There are many advantages
to using traditional True Type fonts if they can support enough number
of glyphs to fulfill the requirements of rendering text. The IITM Unicode
Font has the required number of Glyphs to handle all the scripts. Each
script has a 256 glyph locations, many more than the 188 possible with
eight bit fonts.
The development
team at SDL has come up with a utility to convert .llf files to HTML using
the IITM Multilingual Unicode font. The HTML file is produced in UTF-8
format. You can compare the display of the same text using standard
Unicode rendering against the display produced with IITM Unicode fonts.
Here is the link
to the concerned page which provides the details.
Converting
Glyph strings to llf
Applications
supporting cut/copy and paste operations may also be able to map the displayed
glyphs back to their corresponding llf characters. Basically, the glyphs
of the font are to be interpreted as symbols of text which may be parsed
and the text converted through Lex and Yacc based tools.
In syllabic
writing systems, it is not always required that there be a one to one mapping
between the internally stored text string and the corresponding glyph string
used to display the same. However, a one to one mapping can simplify the
reverse process of identifying a syllable from a glyph. In this case, the
number of glyphs in the font can well be of the order of 10000 or more
if alternate rendering of text should also be accommodated. In practice
however, one takes advantage of the fact that a syllable can be shaped
according to rules using a much smaller set, perhaps of the order of hundreds.
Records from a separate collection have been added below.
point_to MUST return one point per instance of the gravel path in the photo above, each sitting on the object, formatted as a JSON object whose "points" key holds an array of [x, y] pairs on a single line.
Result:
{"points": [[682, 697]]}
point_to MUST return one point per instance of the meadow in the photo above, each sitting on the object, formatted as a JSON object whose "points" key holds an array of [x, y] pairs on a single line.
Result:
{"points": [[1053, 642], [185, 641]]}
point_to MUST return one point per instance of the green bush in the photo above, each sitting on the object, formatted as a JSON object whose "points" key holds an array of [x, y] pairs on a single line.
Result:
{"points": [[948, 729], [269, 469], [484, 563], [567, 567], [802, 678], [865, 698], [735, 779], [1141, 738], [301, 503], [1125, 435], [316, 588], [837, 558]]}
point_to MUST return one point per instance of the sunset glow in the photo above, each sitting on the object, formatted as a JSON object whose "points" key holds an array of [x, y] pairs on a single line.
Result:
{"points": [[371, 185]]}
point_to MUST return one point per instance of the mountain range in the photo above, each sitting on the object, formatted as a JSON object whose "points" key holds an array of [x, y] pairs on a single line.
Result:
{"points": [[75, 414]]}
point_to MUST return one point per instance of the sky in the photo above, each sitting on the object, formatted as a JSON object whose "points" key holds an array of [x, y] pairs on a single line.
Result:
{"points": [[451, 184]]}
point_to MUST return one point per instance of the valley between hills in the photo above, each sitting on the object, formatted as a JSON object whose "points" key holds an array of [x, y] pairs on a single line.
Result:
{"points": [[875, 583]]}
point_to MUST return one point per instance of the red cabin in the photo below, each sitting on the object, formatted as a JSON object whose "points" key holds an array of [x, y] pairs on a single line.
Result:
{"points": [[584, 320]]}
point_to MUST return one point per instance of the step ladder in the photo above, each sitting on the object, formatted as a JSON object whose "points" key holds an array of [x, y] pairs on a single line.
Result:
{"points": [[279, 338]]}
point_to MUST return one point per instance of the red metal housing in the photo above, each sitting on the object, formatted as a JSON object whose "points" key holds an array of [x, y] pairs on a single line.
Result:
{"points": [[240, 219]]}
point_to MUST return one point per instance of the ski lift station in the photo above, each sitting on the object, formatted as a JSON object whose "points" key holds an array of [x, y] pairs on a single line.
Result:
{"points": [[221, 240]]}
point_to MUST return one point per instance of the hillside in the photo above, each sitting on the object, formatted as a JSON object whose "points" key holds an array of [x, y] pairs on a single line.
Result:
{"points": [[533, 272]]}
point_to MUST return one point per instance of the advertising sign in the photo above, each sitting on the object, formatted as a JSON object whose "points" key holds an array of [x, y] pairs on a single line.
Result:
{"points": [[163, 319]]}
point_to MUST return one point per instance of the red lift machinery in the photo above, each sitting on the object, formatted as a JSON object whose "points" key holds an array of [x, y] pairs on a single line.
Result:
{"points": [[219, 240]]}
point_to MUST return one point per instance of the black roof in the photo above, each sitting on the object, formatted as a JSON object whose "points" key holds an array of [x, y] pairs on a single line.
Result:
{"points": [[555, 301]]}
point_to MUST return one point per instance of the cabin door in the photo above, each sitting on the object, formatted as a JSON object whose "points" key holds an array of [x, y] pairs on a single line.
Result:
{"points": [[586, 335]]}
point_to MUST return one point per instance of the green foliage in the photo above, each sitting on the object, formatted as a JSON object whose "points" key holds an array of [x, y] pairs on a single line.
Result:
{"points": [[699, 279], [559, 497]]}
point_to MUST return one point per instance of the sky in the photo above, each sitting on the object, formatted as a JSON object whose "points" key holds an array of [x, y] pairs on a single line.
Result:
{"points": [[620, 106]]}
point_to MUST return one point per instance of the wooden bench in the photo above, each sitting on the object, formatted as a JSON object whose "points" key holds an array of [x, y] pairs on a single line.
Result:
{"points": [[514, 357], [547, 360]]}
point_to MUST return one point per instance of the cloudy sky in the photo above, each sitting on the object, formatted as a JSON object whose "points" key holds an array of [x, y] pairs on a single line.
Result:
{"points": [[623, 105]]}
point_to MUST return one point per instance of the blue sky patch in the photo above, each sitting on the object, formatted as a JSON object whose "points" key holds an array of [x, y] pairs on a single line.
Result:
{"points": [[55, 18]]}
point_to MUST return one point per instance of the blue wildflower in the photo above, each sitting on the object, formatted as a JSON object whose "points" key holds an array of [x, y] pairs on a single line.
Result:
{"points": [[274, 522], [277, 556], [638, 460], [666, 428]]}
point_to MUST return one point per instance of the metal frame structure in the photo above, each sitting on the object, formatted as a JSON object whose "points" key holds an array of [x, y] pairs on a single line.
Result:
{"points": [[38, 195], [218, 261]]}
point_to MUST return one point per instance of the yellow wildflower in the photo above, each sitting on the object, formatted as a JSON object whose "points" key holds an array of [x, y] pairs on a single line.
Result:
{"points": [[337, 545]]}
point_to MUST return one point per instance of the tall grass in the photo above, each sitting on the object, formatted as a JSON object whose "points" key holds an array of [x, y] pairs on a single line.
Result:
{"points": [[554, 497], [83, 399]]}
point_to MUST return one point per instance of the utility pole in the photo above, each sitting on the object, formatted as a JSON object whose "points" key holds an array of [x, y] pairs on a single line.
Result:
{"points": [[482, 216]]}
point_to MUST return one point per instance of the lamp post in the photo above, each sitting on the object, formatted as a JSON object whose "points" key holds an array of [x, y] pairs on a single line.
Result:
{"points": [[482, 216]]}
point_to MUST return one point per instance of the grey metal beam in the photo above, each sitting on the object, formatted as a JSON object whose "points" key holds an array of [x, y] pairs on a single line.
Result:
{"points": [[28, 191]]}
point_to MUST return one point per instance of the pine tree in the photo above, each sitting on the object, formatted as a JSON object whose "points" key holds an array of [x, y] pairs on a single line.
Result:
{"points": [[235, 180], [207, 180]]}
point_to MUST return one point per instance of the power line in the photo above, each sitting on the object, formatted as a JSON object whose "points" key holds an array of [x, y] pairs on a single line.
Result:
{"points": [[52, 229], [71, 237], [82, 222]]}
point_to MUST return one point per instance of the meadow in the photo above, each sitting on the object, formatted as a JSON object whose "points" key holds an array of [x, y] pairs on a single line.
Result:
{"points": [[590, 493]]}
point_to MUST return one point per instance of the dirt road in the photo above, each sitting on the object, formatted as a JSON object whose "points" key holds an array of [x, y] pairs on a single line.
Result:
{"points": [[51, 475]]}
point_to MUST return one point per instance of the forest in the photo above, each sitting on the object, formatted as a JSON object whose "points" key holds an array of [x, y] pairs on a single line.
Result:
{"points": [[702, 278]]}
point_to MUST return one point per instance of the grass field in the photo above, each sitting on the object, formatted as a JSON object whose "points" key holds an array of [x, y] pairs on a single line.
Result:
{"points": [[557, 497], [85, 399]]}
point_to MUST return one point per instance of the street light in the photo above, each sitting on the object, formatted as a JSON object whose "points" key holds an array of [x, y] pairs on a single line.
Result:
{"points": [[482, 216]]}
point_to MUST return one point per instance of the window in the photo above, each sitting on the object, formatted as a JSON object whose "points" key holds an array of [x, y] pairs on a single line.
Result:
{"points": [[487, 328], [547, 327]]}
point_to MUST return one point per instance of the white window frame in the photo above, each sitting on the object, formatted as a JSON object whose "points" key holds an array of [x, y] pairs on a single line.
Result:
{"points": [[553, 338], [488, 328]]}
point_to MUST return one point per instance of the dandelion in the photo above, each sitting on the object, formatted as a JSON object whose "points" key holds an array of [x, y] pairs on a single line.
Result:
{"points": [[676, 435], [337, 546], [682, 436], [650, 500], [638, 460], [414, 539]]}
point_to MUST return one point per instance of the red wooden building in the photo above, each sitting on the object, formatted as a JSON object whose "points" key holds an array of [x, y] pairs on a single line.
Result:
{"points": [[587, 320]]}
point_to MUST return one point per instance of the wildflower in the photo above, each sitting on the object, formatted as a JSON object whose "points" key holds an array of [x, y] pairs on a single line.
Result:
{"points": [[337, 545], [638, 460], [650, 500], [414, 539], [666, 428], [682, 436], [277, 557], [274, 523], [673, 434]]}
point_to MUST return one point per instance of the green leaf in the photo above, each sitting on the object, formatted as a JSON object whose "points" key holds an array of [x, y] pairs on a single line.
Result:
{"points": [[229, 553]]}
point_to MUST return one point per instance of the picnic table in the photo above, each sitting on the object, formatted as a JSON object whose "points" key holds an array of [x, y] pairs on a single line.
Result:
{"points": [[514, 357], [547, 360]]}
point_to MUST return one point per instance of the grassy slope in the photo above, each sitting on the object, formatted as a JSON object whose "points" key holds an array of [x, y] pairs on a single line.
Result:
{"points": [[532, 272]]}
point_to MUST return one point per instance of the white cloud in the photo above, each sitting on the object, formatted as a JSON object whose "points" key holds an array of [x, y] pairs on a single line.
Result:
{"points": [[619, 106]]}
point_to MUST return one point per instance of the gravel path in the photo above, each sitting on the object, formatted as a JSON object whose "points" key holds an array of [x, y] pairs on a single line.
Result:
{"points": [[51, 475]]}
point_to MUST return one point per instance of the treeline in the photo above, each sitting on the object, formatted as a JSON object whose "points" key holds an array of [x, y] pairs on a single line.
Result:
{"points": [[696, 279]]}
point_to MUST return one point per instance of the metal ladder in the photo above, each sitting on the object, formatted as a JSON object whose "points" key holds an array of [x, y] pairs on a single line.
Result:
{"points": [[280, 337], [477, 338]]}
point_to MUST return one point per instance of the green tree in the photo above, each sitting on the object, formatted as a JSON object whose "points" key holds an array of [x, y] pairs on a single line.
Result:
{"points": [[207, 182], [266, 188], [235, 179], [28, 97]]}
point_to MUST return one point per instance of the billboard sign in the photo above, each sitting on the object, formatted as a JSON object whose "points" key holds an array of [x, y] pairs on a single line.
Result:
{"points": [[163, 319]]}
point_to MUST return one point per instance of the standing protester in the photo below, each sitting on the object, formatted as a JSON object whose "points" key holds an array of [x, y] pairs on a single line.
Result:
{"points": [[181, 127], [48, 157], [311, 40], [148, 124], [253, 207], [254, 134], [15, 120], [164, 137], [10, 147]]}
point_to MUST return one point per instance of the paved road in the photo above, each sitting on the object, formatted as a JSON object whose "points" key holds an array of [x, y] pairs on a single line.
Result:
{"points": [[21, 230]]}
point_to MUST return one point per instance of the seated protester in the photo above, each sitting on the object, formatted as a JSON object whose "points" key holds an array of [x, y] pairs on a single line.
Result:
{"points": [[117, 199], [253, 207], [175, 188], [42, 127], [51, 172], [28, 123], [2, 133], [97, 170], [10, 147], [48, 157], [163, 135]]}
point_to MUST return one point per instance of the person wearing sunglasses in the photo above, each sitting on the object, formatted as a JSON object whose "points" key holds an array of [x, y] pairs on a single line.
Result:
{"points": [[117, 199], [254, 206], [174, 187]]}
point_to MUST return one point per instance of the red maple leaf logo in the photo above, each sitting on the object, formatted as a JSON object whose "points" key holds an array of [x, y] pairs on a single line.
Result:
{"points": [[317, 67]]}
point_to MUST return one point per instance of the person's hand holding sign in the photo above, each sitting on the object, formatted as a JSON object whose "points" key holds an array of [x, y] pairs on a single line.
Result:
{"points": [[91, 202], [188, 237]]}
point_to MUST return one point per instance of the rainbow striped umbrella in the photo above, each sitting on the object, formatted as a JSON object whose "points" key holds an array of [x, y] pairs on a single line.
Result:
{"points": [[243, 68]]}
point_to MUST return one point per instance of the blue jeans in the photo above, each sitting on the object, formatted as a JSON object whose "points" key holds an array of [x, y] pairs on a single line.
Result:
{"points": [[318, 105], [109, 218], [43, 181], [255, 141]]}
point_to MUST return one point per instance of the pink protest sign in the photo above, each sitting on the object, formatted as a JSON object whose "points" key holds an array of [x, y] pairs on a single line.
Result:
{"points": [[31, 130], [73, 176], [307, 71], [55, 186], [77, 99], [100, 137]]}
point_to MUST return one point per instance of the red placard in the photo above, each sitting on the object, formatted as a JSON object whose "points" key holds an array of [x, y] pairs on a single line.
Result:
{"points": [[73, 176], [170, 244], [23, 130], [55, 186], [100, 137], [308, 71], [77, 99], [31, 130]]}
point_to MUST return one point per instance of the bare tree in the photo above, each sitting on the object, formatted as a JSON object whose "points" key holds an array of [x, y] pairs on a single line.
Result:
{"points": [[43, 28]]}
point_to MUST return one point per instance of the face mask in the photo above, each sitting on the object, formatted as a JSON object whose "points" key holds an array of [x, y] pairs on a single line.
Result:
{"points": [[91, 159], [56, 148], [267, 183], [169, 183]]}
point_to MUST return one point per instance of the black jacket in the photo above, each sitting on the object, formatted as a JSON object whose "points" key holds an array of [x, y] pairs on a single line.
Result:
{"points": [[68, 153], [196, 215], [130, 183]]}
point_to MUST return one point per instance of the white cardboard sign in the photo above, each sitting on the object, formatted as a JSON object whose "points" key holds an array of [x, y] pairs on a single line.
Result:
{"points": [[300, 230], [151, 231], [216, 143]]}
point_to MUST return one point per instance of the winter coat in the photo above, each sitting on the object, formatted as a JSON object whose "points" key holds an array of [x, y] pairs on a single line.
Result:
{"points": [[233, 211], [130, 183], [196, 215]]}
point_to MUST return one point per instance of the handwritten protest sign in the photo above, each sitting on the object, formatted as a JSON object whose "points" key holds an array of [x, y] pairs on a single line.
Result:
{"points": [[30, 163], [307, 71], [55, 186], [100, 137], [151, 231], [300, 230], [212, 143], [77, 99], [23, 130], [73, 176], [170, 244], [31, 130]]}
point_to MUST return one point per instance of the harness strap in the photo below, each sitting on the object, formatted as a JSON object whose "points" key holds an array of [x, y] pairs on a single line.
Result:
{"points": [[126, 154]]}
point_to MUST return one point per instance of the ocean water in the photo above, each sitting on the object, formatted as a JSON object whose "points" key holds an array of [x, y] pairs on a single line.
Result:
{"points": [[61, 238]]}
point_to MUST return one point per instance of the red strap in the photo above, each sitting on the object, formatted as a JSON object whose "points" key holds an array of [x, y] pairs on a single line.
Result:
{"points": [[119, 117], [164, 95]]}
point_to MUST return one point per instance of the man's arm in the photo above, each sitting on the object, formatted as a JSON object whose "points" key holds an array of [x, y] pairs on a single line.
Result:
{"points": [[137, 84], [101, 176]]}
With this approach, getting back a syllable code from the glyphs will be
a challenge.
Encoding standards
such a Unicode suffer from this problem where a multibyte string (variable
length) is used to represent a syllable. It is common practice in these
cases to employ two internal buffers while dealing with displayed text,
one for the text consistent with the encoding method and the other for
the glyph string. Cut/Copy and paste operations always use these two buffers
to maintain the correct relationship between the text string and the glyph
string.
In the IITM approach,
the application is rquired to maintain two buffers, one for the syllable
codes and the other for any representation of the displayed text that can
directly relate to the font, such as a glyph string, an XML based
description of the string etc.
In the MSWindows version
of the IITM multilingual editor, the internal buffer for the glyph string
is managed through Rich Text controls and hence copy/paste operations are
straightforward when text is pasted onto other applications. However, once
pasted, the text will not conform to the llf standard and so editing will
not be possible at the syllable level but only at the glyph level.